“For this they willfully forget . . .” (2 Peter 3:5).
IT WAS JUST AS TRUE IN PETER’S DAY AS IT IS IN OUR OWN: MANY QUESTIONED WHETHER THE DAY OF JUDGMENT PROMISED BY GOD WOULD EVER COME TO PASS. They said, “Where is the promise of His coming? For since the fathers fell asleep, all things continue as they were from the beginning of creation.” But to doubt that God is going to destroy the world is to forget that He has already destroyed the world once before, by water. And the promise to us that God is coming in a judgment of fire is no less certain to be fulfilled than His promise in Noah’s day that the flood of water was coming. When God says a thing is going to happen, it’s going to happen. Those who doubt it have simply forgotten their history.
But Peter said an interesting thing when he said, “This they willfully forget.” The doubters of his day were not just forgetting the fulfillment of God’s promises in the past; their forgetfulness was willful. That is, they were forgetting because they wanted to forget. Evidences of the certainty of God’s promises were inconvenient obstacles in the path they preferred to follow, so they simply put this information out of their minds. But we don’t do much better today, do we? Eric Hoffer was right: “Far more crucial than what we know or do not know is what we do not want to know.” We seal our own doom by what we don’t want to know.
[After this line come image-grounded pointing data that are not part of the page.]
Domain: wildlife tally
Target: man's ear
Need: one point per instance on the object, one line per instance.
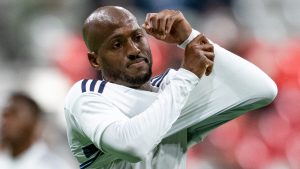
(94, 60)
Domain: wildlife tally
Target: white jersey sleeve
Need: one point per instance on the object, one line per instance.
(234, 87)
(131, 138)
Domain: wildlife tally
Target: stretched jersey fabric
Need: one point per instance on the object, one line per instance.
(111, 126)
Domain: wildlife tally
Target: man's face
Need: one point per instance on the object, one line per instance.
(125, 55)
(17, 122)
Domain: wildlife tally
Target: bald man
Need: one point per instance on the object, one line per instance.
(128, 120)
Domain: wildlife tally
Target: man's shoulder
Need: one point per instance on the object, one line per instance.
(84, 87)
(161, 79)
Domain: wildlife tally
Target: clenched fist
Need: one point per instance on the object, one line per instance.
(168, 25)
(199, 56)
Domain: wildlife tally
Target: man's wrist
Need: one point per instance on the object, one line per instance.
(194, 33)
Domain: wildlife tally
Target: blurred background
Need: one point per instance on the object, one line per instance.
(42, 54)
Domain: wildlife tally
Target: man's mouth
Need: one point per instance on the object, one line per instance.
(138, 62)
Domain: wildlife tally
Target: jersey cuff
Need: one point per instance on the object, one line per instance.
(188, 75)
(192, 36)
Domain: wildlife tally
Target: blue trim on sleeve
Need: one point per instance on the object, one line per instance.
(158, 81)
(89, 150)
(83, 85)
(101, 88)
(92, 86)
(90, 161)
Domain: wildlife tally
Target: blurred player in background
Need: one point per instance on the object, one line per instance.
(127, 120)
(20, 132)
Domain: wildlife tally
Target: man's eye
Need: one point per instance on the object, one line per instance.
(117, 45)
(138, 38)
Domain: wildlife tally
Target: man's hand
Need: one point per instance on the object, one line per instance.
(199, 56)
(168, 25)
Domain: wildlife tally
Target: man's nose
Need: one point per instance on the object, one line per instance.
(133, 49)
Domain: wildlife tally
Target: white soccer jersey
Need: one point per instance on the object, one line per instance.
(112, 126)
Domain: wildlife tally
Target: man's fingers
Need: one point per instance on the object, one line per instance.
(146, 24)
(209, 55)
(209, 67)
(207, 47)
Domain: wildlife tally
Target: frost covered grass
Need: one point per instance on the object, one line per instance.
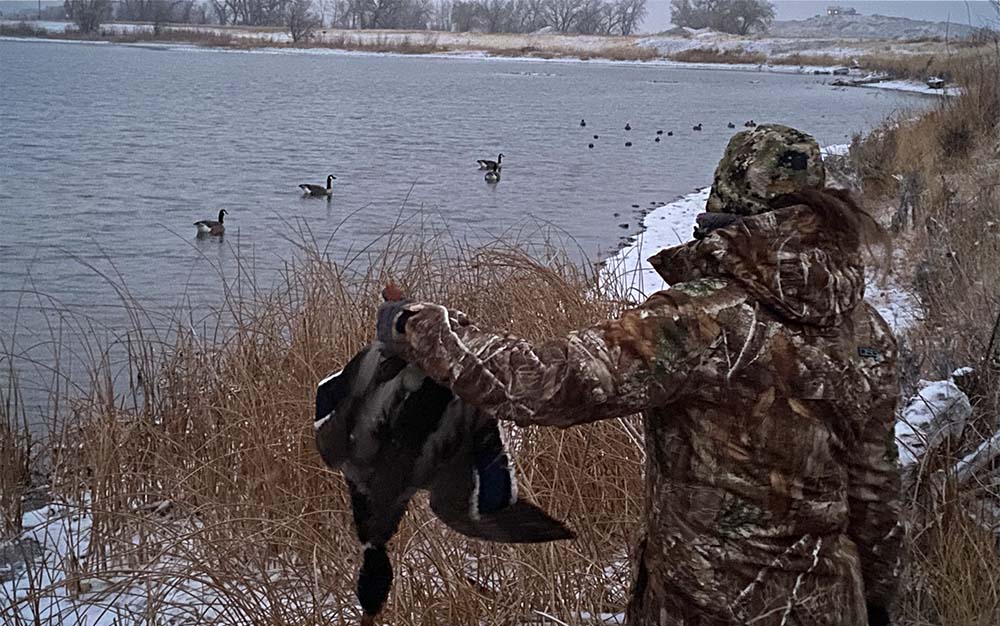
(186, 487)
(934, 178)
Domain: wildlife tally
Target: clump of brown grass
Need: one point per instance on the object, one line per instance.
(946, 163)
(714, 55)
(197, 467)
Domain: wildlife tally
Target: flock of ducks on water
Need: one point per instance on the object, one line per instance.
(217, 228)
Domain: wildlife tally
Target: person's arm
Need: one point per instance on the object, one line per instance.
(873, 495)
(613, 369)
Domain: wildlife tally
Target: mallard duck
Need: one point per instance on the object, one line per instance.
(392, 431)
(212, 227)
(486, 164)
(319, 190)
Yet the truth about God is independent of our attitude toward that truth. What is true about God is true whether we care to know it or not. What He has done, He has done whether we remember it or not. And let this sink in: what He will do, He will do whether we are prepared for it or not. God is the great reality that overarches and encompasses every other reality. Indeed, no other reality would exist if He had not created it and made it real. It is greatly to our advantage, then, to think and act rightly in relation to the God who is our Creator. Remembering — rather than forgetting — what God has done in the past is the key to dealing reverently with God in the present. And it’s the key to clear thinking about His promises in the future. If we’re ever tempted to doubt or wonder “Will He do it?”, what He’s already done is all the answer we ever need.
“The truth does not vary because men forget or ignore or traduce it” (Irwin Edman).